To start building an online image that gleams, human resource pros like ISHR Group's Monique Honaman advise all job seekers
to clear away the trash before sending out the first resume. Clearly there are several obvious gaffes to scrub from the Web
before you go job hunting, Honaman says, including "inappropriate photos, excessive alcohol or partying, poor language, and
disparaging comments about current or prior employers, managers, or peers. These all indicate a lack of judgment that many
potential employers may want to avoid." Here are a few more tips to consider:
Avoid using any risqué email addresses, such as email@example.com or firstname.lastname@example.org.

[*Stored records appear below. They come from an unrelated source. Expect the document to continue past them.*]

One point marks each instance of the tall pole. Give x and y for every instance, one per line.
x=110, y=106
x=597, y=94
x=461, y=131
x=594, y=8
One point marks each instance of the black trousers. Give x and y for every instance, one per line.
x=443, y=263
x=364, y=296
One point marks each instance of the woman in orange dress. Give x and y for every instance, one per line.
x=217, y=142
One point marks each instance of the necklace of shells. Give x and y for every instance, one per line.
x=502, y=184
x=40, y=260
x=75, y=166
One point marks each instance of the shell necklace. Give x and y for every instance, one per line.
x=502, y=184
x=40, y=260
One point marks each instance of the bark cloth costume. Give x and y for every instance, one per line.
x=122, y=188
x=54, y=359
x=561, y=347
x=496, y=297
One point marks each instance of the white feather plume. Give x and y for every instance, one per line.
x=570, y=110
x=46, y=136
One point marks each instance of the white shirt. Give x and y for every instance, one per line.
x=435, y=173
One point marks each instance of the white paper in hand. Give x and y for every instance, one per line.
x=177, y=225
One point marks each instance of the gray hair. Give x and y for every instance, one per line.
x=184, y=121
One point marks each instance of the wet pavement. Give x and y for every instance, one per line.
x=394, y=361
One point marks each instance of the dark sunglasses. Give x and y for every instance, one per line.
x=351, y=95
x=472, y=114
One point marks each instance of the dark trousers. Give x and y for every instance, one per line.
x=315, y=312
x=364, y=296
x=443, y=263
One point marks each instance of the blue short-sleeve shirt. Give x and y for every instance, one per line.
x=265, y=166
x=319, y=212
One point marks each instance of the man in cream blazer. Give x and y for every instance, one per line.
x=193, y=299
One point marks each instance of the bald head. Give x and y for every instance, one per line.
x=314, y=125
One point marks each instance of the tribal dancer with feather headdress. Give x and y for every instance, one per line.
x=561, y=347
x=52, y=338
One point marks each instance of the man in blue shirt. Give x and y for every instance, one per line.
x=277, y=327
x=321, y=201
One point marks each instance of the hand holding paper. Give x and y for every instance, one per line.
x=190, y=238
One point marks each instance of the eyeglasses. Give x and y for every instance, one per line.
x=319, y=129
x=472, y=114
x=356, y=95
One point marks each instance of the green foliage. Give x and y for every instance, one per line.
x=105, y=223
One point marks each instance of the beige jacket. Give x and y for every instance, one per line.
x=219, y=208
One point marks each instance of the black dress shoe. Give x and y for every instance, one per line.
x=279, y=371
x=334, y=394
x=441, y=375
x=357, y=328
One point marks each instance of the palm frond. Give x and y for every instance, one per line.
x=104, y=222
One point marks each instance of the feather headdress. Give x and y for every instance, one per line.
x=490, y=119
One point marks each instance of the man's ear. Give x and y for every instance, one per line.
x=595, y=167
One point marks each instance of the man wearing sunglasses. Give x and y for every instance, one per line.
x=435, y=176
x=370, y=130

Watch the privacy settings on your social networking sites. Information you think is safely stored behind online digital walls could become public at
any time, as exhibited when Facebook decided a few months back to make more of users' private information public—without first
consulting the members.
Worried people will think you have something to hide if you beef up privacy? Worry no more. "If an individual has strong privacy
settings on their personal profiles, I usually think this is a wise and discreet person," says Broad Ripple Animal Clinic's
Monitor what other people are saying about you online. When necessary, delete unwanted comments that others have made about you on social networking or other
sites and remove your name from photos of yourself that family, friends, and colleagues have posted online.
Portray yourself as involved, committed, and accomplished. For veterinary team members, this means getting positive recommendations on professional sites
like LinkedIn, posting links to articles or blogs that contain positive feedback about you, or getting quoted or mentioned
in a company press release, online news media article, or both.
"If a candidate has a positive online reputation, I view it as a good sign that this person values privacy and has a good
understanding of what is appropriate and inappropriate to share online," Tassava says. "A positive reputation also shows that
the person has a good understanding of the Internet, especially the social media arena, and has worked to create a positive
image. For a positive reputation is not accidental."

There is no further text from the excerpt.